Were our Avot Perfect? (part 1)
Often we limit the Torah. We project onto it our own ideas and feel it can not defend itself or be of value as it is. We fashion seatbelts for Torah that ultimately detract from it. We limit Torah by projecting onto it what we think we already understand, what we think it should be teaching us.
One example is how we see our Avot. (I won’t even go into the Artscroll illustrations of them wearing schtriemlach.) Instead of taking the Torah at its word, we remake the peshat (textual meaning) of the Torah into descriptions of the Avot as perfect tzadikim (righteous people). In fact it often seems most of the stories of the Avot are just the opposite- stories which depict them as lacking in midot (Yosef and perhaps one story about Avrohom is the exception to this rule).
[Prove this]
The notion that our ancestors were righteous and kept the whole torah is taken as pishat by our day school educated children. After all, if they are our examples how could they be anything but superhuman tzadikim? If they are not then what? Such ideas seem to threaten people’s faith.
The Torah has many faces and many understandings and to see the torah as black and white, to say it has one explanation, is to remake it in our image instead of letting it teach us. Torah is holy and Divine and can protect itself. It does not have to fit neatly into the theological molds we make for it and our religious comfort zones.
There are actually conflicting notions in chazal (our rabbis, may their memory be for a blessing) in regard to the questions of whether our ancestors kept the torah.
שמות רבה (וילנא) פרשה ל
מגיד דבריו ליעקב חקיו ומשפטיו לישראל לא עשה כן לכל גוי אלא למי ליעקב שבחרו מכל העובדי כוכבים ולא נתן להם אלא מקצת נתן לאדם ו' מצות, הוסיף לנח אחת, לאברהם ח', ליעקב ט', אבל לישראל נתן להם הכל
According to this opinion in the above Midrash Noah kept 7 mitzvot, Avrohom 8, and Yaakov 9. That’s it.

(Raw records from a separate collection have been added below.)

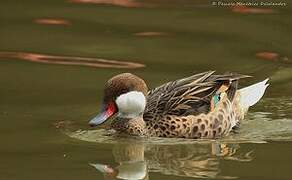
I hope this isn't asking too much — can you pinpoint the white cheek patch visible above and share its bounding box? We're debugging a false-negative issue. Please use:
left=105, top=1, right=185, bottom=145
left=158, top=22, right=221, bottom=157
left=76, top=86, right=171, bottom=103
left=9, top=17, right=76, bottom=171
left=116, top=91, right=146, bottom=117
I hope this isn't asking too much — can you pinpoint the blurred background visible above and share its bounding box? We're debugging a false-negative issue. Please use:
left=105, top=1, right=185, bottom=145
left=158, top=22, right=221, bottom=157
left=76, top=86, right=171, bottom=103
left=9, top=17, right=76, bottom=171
left=0, top=0, right=292, bottom=180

Here we see the radical opposite Midrash brought in the Talmud.
תלמוד בבלי מסכת יומא דף כח עמוד ב
אמר רב: קיים אברהם אבינו כל התורה כולה, שנאמר +בראשית כו+ עקב אשר שמע אברהם בקלי וגו'. אמר ליה רב שימי בר חייא לרב: ואימא שבע מצות! - הא איכא נמי מילה. - ואימא שבע מצות ומילה! - אמר ליה: אם כן מצותי ותורתי למה לי? אמר (רב) +מסורת הש"ס: [רבא]+ ואיתימא רב אשי: קיים אברהם אבינו אפילו עירובי תבשילין, שנאמר תורתי - אחת תורה שבכתב ואחת תורה שבעל פה.
According this this piece of Talmud Avrohom kept not only the written torah but even the oral tradition and even rabbinic fences such as Aruv Tavshilin, a rabbinic commandment that was put in place to allow cooking from Yom Tov for Shabbat, which according to most is probably only a rabbinic limitation itself.
But how are we to understand this opinion that our Avot kept the Torah, indeed it was not yet given?
The Nitivot Shalom explains how we can understand the Mirdashic idea that our ancestors kept Torah even if it was not commanded to them as follows (Hakdamah 3):
“With regard to all things we must ask not only is this permitted or forbidden by law but is it- “Good in God’s eyes.” Even if there is no clear source in the torah from which to infer what is good or bad in the eyes of God, the human soul can teach us the truth of it.
It is in this way that we can understand what the Midrash says, that Abraham fulfilled the entire Torah before it was given. For if it was not yet given how did Abraham know it? One could say he knew it through the Holy Spirit, but in truth he knew it through the meaning of, “You shall do what is good and right in the eyes of God”.
This means we must do what brings us close to God. How do we know what that is (if one does not have the torah as Abraham did not, or if it is not all written in the Torah)? The human soul can teach us how. The soul within us that is a true part of God above can sense what is good and right in God’s eyes, and, conversely, what will make us distant from God. This is how Abraham fulfilled the entire torah before it was given.”
The Nitivot Shalom here is saying that through he human soul and conscience we can intuit what is good and right in the eyes of God. This is how Abraham understood the Torah and by extension, since we all have a Divine soul, can we. We must not only keep the laws but go beyond the letter of the law to do what is good and right, with the Avot as our (less than perfect) guides.